T-Mobile CEO says iPhone will help cut customer losses over the next year

T-Mobile USA Inc. Chief Executive Officer John Legere said the carrier has put in place the necessary pieces—– the iPhone, a faster network and a service plan that lets customers buy phones in installments— to end subscriber losses next year.

There will be some “incremental” monthly user gains by the fourth quarter of this year and subscriber numbers “should be positive” in 2014, Legere said in an interview at the International Consumer Electronics Show in Las Vegas. “It won’t be linear, but it should be sustainable.”

T-Mobile lost 1.03 million monthly subscribers in the first three quarters of 2012 as lucrative smartphone customers switched to speedier long-term evolution, or LTE, services at Verizon Wireless and AT&T Inc. The swing from losing subscribers to gaining contract customers would be a milestone for Legere, who took over as the top executive for Deutsche Telekom AG’s U.S. mobile business in September.

“This would be a big turnaround for them,” said Jan Dawson, an analyst at London-based Ovum Ltd. “T-Mobile has really struggled to grow consistently in postpaid the last several years, so that would be major progress.”

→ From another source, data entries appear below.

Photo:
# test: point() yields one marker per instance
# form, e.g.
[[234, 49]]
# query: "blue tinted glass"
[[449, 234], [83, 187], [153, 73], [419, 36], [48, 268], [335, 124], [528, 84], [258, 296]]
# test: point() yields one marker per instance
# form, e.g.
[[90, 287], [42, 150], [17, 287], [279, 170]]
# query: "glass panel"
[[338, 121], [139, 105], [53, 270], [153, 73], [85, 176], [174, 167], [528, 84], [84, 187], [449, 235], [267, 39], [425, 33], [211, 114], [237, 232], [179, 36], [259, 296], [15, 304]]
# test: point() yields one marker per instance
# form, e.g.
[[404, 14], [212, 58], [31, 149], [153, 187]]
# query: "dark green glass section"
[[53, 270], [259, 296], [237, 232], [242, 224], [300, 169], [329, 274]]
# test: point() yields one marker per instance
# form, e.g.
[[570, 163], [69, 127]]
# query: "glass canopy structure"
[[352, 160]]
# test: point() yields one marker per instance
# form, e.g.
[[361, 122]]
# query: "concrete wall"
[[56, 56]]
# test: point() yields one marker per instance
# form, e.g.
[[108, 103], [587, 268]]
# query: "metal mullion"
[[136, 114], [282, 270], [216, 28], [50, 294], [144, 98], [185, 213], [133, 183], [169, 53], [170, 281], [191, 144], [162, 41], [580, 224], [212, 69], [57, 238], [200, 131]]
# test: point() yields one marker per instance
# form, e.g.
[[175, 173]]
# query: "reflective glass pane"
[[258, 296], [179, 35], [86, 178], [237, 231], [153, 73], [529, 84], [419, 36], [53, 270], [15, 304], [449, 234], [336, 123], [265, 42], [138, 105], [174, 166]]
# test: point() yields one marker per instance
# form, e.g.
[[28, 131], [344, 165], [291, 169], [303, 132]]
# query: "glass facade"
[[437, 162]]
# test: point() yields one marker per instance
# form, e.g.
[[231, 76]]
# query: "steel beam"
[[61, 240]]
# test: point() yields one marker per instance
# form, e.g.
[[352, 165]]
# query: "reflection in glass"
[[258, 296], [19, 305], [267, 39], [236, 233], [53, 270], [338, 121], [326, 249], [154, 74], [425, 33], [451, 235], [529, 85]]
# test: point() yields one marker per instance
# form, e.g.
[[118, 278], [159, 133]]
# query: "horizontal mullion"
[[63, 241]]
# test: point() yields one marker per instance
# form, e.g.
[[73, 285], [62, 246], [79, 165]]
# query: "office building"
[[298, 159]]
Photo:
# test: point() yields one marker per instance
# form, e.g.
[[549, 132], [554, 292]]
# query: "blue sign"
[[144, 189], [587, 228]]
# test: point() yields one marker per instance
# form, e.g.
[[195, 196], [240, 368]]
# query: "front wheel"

Halting customer erosion would be a surprise to some analysts. Guy Peddy, an analyst at Macquarie Bank Ltd. in London, predicts T-Mobile will lose 1.6 million monthly subscribers this year and another 400,000 in 2014.

T-Mobile has been building its own LTE network, which it expects to cover an area reaching 100 million people by mid- year. T-Mobile is also merging with MetroPCS Communications Inc. in a pending deal that would give Deutsche Telekom 74 percent of the combined business in exchange for a $1.5 billion payment to MetroPCS shareholders. The companies are targeting a completion of the transaction in the first half of the year.

Getting to subscriber growth is a top priority, Legere said. Last month, Deutsche Telekom announced that it had made a deal with Apple Inc. to have T-Mobile sell the iPhone, making it the last of the major U.S. carriers to get the device.

Selling the iPhone, through a flexible, interest-free financing agreement, where customers can pay upfront or in installments, is how Legere describes T-Mobile’s “value plan” approach. Customer defections, or churn, will slow down with the addition of the iPhone, he said.

“The iPhone and the value plan is a big part of this,” Legere said. “We need churn to come down, and without an iconic device, that would be hard to do.”